01-10-08

LEMBRANÇAS DE “O MAGAZINE”, DE L. MARTINS!

João Silva

Exatamente como os jingles da Rádio Difusora de Macapá alardeavam a novidade que iria mudar a cara da rua Cândido Mendes: “O Magazine”, do empresário Luis Martins Serrano, um dos filhos de Francisco (Zilda) Serrano, que morreu no Hospital de Emergência, na quinta-feira, 4 de outubro, de infarto, aos 74 anos de idade.

Tinha charme, sim; era uma loja bem arrumada, uma novidade que veio pra chacoalhar a fachada nada criativa do comércio local; posso até dizer que introduziu a primeira vitrine no comércio de Macapá; um magazine mais ou menos no estilo daqueles que o empresário Luis Serrano conhecia de sucessivas viagens ao Rio de janeiro, pra curtir o carnaval, um dos prazeres da sua vida.

Garoto pobre, gostava de ficar um tempão, olhos arregalados, admirando aquela novidade que eram as vitrines de “O Magazine”, principalmente na época do Natal, quando Papai Noel Lulu, o Papai Noel Wanderley apareciam pra mexer com a fantasia da garotada, tocando sino de mão, alegrando a cidade, chamando atenção para os expositores abarrotados de novidades que despertavam o interesse dos habitantes de Macapá.

Meninas e meninos viviam desejando carrinho de corda, bola de futebol, bicicleta, boneca de luxo, coisa parecida; os casais sonhavam com utilidades para o lar - enceradeira, fogão, toca-disco, estante, geladeira, moveis, radio, já que televisão só chegaria ao Amapá em 1975; certo é que naquela cidade bem comportada do início da década de 70 todos os desejos de consumo batiam à porta de O Magazine, de L. Martins.

A família de Francisco Serrano chegou à Macapá antes da criação do Território do Amapá; o casal veio de Belém em 37, trazendo dois ou três filhos pequenos e aqui se estabeleceu na chamada Rua da Praia, onde começou a estória da “Farmácia Serrano” que tantos serviços prestou ao povo macapaense, a partir de 1939, e depois de 1939, no prédio da rua Cândido Mendes, demolido por conta das obras de reurbanização do centro de Macapá.

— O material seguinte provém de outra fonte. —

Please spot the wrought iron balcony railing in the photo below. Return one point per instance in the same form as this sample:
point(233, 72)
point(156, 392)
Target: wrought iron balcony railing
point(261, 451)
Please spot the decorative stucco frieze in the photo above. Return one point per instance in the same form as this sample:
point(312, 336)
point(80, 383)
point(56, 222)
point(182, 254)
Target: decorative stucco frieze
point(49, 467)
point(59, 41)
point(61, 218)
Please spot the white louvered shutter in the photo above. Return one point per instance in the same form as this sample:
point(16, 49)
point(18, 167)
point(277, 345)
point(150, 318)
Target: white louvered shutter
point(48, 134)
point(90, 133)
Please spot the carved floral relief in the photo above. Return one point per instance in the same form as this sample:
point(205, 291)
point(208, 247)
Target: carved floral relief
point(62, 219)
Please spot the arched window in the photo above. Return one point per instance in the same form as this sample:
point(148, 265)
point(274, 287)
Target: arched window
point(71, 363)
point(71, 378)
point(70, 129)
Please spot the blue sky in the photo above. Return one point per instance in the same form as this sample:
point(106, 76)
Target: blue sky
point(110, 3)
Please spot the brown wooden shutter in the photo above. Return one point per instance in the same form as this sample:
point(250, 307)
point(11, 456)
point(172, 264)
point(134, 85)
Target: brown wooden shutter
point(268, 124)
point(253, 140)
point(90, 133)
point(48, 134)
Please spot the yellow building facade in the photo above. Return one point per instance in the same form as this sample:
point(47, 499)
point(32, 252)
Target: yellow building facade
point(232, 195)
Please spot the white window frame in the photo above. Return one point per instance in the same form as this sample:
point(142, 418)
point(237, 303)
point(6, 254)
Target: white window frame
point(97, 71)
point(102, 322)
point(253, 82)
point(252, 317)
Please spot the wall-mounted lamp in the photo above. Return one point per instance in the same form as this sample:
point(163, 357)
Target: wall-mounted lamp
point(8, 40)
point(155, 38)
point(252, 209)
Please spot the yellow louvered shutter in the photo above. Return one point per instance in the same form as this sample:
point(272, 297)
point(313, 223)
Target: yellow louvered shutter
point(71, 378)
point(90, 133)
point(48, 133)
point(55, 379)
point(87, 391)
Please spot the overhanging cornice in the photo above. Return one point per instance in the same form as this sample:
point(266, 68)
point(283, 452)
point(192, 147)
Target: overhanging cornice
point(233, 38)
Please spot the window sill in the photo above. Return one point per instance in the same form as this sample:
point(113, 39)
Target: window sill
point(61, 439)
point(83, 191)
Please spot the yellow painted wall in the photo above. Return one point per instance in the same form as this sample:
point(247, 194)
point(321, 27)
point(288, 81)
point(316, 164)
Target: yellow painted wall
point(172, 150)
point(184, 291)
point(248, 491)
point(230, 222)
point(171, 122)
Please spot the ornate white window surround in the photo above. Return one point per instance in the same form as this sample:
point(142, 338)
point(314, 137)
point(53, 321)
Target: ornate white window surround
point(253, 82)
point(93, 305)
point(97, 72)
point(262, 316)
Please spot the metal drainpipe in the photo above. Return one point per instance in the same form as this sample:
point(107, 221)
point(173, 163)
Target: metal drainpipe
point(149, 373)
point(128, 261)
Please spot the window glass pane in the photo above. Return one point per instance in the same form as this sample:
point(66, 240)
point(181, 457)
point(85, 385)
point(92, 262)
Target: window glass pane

Prédio da Cândido Mendes, bem ao lado da legendária “Casa Erotilde”, era vistoso, construído todo em alvenaria; tinha prateleiras em carvalho, piso feito de tábuas de acapú e pau amarelo; “sobre o balcão envidraçado, podia se contemplar bela máquina registradora, uma das novidades que seu proprietário trouxe de Belém para modernizar a Farmácia e Drogaria Serrano”, salienta o ex-balconista J.Ney, emocionado.

Deu tão certo que a farmácia dos Serranos virou referência, numa época em que a população era pobre, doente e médicos se contava a dedo; era a maior farmácia de cidade e a generosidade do Serrano fazia a diferença, até porque era farmacêutico mesmo, sabia manipular remédios, ouvir queixas dos fregueses, sugerir o remédio certo para as enfermidades que mais incomodavam os macapaenses, como verminose, reumatismo, anemia, dor de cabeça, diarréia, gonorréia e outros males.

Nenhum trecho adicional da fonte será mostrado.